Dear Mom in the Target Parking Lot Who Told Me It Gets Worse,
You probably don't remember me, and there's a good chance you'll never see this, but I will always remember you. Three years ago, we crossed paths in the parking lot at Target — I, a brand-new mom, and you, apparently the most experienced mother. I was leaving the store after making a trip to buy my husband a gift for Father's Day — his first. With me was my infant son, barely 3 months old at the time. It was a big and exciting trip for me, since getting out of the house didn't happen as often as it did before my son was born. I was proud of myself and so happy with how he was behaving.
As I juggled bags and navigated his burgeoning stroller, I glanced down and softly cooed back at his sweet little face. It was then that our paths crossed. Angrily barreling toward us, you shoved your dark sunglasses higher against the bridge of your nose and tossed your leather purse over your shoulder. "Just wait until they start getting mouthy with you and talking back," you said suddenly. "They are a pain in the ass. It gets worse." And just like that, you were gone, whisked away with the whoosh of the store's sliding glass doors.

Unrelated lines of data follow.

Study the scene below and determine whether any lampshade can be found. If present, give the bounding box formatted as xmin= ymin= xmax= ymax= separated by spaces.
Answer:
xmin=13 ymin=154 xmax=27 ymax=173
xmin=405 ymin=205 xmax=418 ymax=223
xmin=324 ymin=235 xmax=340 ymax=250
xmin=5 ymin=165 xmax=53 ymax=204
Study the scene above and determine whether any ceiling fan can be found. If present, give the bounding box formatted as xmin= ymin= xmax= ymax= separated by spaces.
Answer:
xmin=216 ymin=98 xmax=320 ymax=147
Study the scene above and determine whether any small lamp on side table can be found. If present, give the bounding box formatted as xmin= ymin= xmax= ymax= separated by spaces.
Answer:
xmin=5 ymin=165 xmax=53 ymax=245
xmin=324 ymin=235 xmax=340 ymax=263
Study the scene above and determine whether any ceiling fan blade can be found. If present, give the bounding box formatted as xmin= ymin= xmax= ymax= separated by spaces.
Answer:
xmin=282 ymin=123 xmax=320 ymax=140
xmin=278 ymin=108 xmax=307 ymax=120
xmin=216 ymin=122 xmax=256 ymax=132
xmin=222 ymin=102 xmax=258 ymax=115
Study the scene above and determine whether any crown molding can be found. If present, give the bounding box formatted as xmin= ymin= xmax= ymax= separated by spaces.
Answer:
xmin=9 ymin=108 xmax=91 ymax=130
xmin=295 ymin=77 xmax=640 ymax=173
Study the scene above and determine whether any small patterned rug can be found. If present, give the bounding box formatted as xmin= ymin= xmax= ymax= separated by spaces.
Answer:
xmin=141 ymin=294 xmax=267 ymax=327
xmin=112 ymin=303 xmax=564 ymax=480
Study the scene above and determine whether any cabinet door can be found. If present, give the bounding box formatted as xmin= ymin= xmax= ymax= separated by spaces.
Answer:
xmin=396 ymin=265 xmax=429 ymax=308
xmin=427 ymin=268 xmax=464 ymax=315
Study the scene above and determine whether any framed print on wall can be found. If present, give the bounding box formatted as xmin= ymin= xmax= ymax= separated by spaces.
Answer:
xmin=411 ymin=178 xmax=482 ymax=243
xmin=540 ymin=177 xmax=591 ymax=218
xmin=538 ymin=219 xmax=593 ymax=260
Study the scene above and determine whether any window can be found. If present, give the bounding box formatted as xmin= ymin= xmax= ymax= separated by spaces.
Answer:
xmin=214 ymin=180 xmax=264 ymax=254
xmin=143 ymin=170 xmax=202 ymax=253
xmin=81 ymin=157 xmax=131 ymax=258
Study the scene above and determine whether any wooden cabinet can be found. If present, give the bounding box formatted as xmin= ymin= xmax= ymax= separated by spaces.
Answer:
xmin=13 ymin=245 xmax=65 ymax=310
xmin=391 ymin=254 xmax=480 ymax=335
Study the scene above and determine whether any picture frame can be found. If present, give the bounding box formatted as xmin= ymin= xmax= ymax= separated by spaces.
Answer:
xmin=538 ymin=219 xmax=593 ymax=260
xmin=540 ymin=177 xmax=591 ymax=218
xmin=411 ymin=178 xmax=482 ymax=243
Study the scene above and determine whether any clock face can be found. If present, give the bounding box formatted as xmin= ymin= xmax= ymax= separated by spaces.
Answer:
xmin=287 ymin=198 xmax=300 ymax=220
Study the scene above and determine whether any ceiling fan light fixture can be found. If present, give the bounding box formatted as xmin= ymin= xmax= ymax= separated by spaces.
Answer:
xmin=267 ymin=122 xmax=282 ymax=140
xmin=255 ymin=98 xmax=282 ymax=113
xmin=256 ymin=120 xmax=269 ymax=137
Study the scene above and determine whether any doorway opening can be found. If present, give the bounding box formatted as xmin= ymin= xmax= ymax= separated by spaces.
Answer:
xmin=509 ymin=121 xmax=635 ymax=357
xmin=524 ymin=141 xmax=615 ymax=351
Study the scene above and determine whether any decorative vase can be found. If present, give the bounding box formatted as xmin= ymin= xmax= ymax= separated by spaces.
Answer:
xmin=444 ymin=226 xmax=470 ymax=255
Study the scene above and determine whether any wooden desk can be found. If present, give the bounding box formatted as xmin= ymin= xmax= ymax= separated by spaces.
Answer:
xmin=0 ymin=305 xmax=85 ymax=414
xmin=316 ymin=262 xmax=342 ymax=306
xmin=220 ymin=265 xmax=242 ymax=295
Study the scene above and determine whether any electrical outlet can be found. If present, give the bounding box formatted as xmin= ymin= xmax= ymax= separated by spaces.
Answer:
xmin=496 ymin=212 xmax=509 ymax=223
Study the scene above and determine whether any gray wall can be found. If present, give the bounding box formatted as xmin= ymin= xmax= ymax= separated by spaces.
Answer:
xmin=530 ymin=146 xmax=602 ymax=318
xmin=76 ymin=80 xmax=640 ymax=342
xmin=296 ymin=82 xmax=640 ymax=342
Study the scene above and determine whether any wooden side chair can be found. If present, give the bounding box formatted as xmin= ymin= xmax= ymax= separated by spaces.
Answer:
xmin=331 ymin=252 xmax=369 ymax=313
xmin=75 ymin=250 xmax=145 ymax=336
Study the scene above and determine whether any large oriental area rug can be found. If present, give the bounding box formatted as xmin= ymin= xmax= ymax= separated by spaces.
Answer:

If I'm being honest, Parking Lot Mom, I've never liked these types of letters: "Dear so-and-so, here's what I wish I would have said to you when you were the worst person on the planet." But when you unleashed your tiny bit of wrath on me and my baby three years ago, I didn't know what to say, so I said nothing. And I've always regretted it. Maybe it's because I'm often wildly confrontational when I believe I've been wronged, and I hate that I let you get away with saying something so awful to me.
But I also know that what you said to me had very little to do with me. I was just an unfortunate target at an opportune moment. I said nothing at the time because there really wasn't much I could say. I was a new mom and certainly didn't know more than you, so I couldn't tell you you were wrong. I mean, how stupid would I have sounded? "No. My kid will never talk back to me." Cue endless laughter. My son is now 3, and that ship has sailed.
I also didn't want to provoke you, and honestly, I felt bad for you. You were clearly dealing with something in your life that made you want to lash out in that moment. Still, I wish you would have chosen something different to say — or better yet, said nothing at all. Because while I was able to handle your vitriol, another mom might not have been. Heck, even I may have been more hurt by the interaction had you caught me in my parenting journey even a month or two earlier.
I was fortunate not to suffer from a postpartum mood disorder, but there are so many women who do struggle and for whom careless words could be a dagger in their hearts — the thing that shoves them painfully over the edge. But even without suffering from postpartum depression or anxiety, I was still prone to the insecurities and anxieties all new moms face. I remember those very first public outings with my new baby and how it felt like all eyes were on me, judging me and clearly noticing that I had no idea what the hell I was doing. Even now, as a mom of a preschooler and infant twins, I still have the occasional moment where I feel everyone is watching and waiting for the fledgling mom to screw up.
I hope that when the years have passed and I'm the seasoned mom with teenagers testing her patience, I remember the vulnerability of those early years. And I hope that when I see what is clearly a new mom pushing her still-clean, scratch-free stroller and gazing down lovingly at the new life who has yet to push her buttons in the way only kids can, I won't attack her in that moment and warn her of all the struggles yet to come. Instead, I'll smile at her and remember how precious and fleeting those moments are.
Motherhood doesn't get worse. It's hard every single day, and it's worth it.